J’émets, au nom de la commission, un avis défavorable sur l’amendement n° 5 rectifié, qui vise à modifier les règles applicables à la procédure de divorce par consentement mutuel sans juge, procédure créée par les dispositions de la loi de 2016, dite loi de modernisation de la justice du XXIe siècle.
Sur l’opportunité des modifications proposées, nous tenons à souligner que, si des critiques ont pu s’élever concernant le principe de la déjudiciarisation de ce mode de divorce au regard de la protection de la partie la plus faible et des enfants, nous n’avons, pour l’instant, été saisis d’aucune difficulté liée à l’application du droit commun des contrats à ces conventions de divorce. Il serait utile, avant d’envisager de les modifier, de tirer un premier bilan de la mise en œuvre de cette nouvelle procédure pour pointer d’éventuels dysfonctionnements.
Sur le fond, ce nouveau divorce repose sur un acte sous signature privée contresigné par avocats et déposé au rang des minutes d’un notaire.
Si le dépôt confère date certaine et force exécutoire à la convention, le notaire ne fait que constater le divorce. Il ne le prononce pas, comme le faisait le juge. C’est bien l’accord des époux, inscrit dans la convention, qui réalise le divorce. Dès lors, faut-il vraiment, comme le proposent les auteurs de l’amendement, rendre « irrévocable », car telle est la qualification retenue, le principe du divorce qui repose sur ce simple accord ?
Enfin, concernant l’annexion des extraits d’actes de naissance à la convention de divorce pour contrôler si l’un des époux a fait l’objet d’une mesure de protection, elle fait déjà partie des vérifications auxquelles sont tenus les avocats, puisque les majeurs sous mesure de protection ne peuvent pas recourir au divorce par consentement mutuel sans juge.
Les avocats, dès lors qu’ils agissent au nom et pour le compte de leurs clients, peuvent, au même titre que les notaires, avoir accès aux copies intégrales d’actes d’état civil de ces derniers.
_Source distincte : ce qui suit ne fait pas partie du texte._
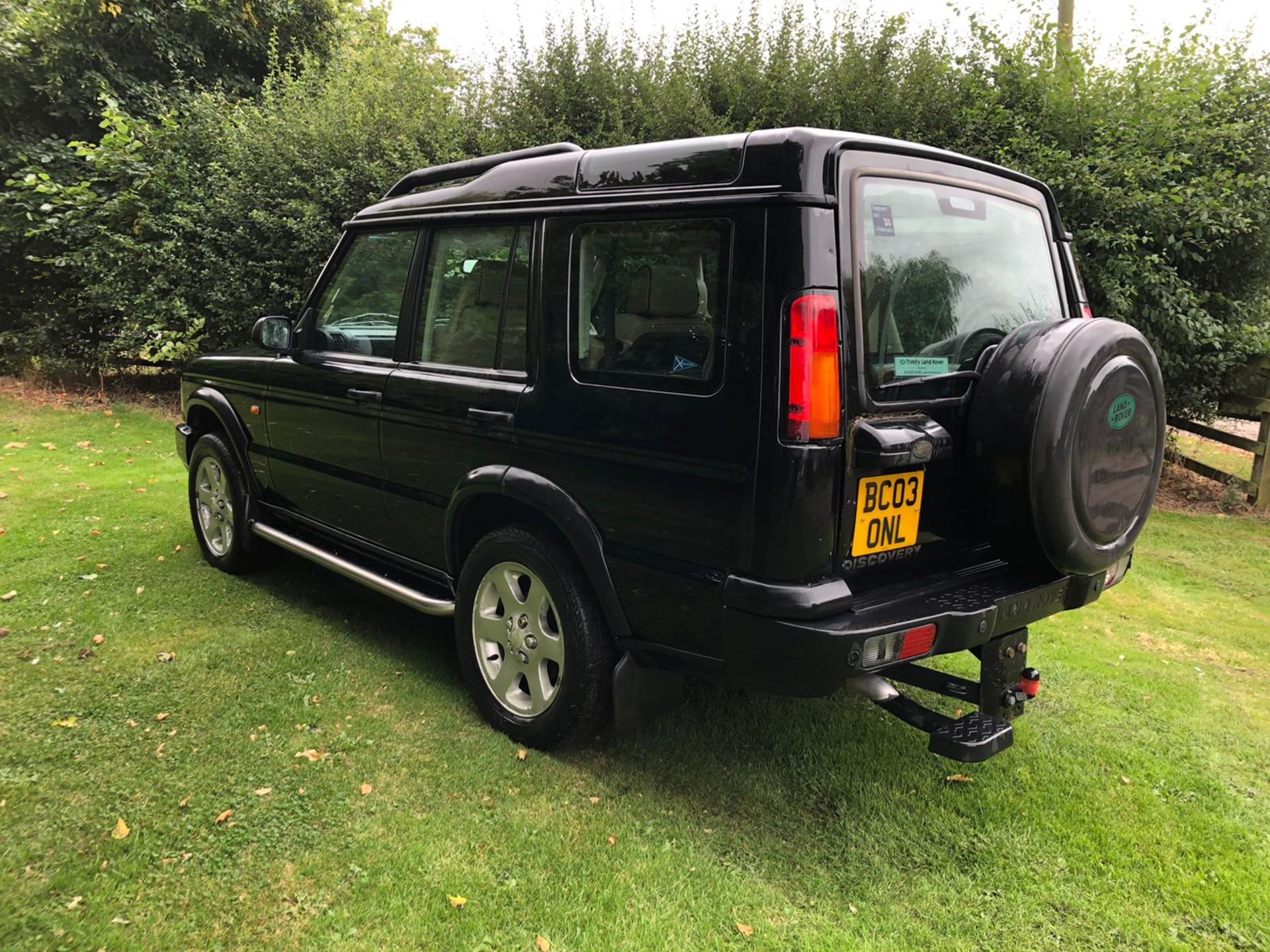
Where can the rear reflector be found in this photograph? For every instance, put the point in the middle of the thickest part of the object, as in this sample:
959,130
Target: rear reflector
898,647
814,370
1117,573
917,641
Cette demande peut même être dématérialisée.
Pour l’ensemble de ces raisons, la commission est défavorable à l’amendement n° 5 rectifié.
J’en viens à l’amendement n° 6 rectifié, qui concerne le délai de prescription d’un an des actions en nullité dirigées contre les conventions de divorce par consentement mutuel que nous venons d’évoquer.
En application du droit commun, ce délai est aujourd’hui de cinq ans à compter du jour où le titulaire du droit a connu, ou aurait dû connaître, les faits lui permettant d’agir.
Les auteurs de l’amendement proposent donc un changement considérable de nos règles de prescription. Or nous ne sommes pas en mesure de nous assurer que ce changement préserverait l’équilibre entre les différents intérêts à protéger.
Ne risque-t-on pas – la commission s’est d’ailleurs posé la question – d’avoir un divorce judiciaire très protecteur des intérêts des parties – notamment des parties les plus faibles – grâce au contrôle du juge et, inversement, d’avoir un divorce par consentement mutuel très peu protecteur, puisque sans contrôle du magistrat et attaquable seulement dans un délai d’un an ? La commission est donc défavorable à cette proposition.
Enfin, l’amendement n° 8 rectifié vise à étendre le schéma procédural du divorce par consentement mutuel déjudiciarisé, c’est-à-dire le recours à cet acte sous seing privé contresigné par avocats déposé au rang des minutes d’un notaire, aux décisions relatives à l’exercice de l’autorité parentale par des parents séparés.
Cette extension est très importante, puisque l’ensemble de ces mesures seraient alors, elles aussi, soustraites au contrôle du magistrat. Le Sénat s’était opposé à la déjudiciarisation du divorce. Aujourd’hui, en la matière, en présence d’enfants mineurs, il n’est pas favorable à une telle proposition.